Guest blog post by Assistant Administrator for Weather Services and Director of the National Weather Service Dr. Jack Hayes

As the extreme weather year of 2011 comes to a close, I want to reflect back on this year’s events and look ahead at ways to reduce the devastating impacts of weather on our society.

Crippling snowstorms in the Northeast and Midwest, violent tornadoes in the South, massive river flooding in the Central U.S., Hurricane Irene in the mid-Atlantic, and the epic drought in the Southern Plains accompanied by heat waves and devastating wildfires in some areas have all combined to make this a record-breaking year.

This is the first year since NOAA began keeping records that 12 separate weather events each caused more than $1 billion in damage.   The real story is not the number of events, but the severity of the impacts.

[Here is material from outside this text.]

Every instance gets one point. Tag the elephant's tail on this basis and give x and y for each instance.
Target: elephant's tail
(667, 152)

Total economic losses from these 12 events have reached nearly $52 billion, and there have been more than 1000 weather-related death this year.

Could some of these deaths have been prevented; could the economic losses be reduced?   I think so and that is why we have launched a new initiative to build a Weather-Ready Nation.  This effort is designed to improve America’s responsiveness to weather events with the ultimate goal of saving more lives and livelihoods.

NOAA has many upgrades underway as part of the initiative such as the nationwide implementation of Dual Pol radar technology, the Hurricane Forecast Improvement Program, and the Joint Polar Satellite System

In addition to improving the precision of forecasts and warnings, NOAA is exploring new ways to communicate the threat of weather to decision makers and the public more effectively by using social science research.

The Federal government cannot build a Weather-Ready Nation alone, which is why NOAA is leveraging a diverse network of partners critical to emergency response to participate in a national dialogue.  Next week, at the National Weather Center in Norman, Okla., 150 leaders from local, state and federal government, emergency management agencies, media outlets, the science community and America’s weather industry will gather to identify, prioritize and set in motion actions to improve the public’s resiliency to severe weather. 

We can make 2012 a less destructive and deadly year by working collectively to become a Weather-Ready Nation.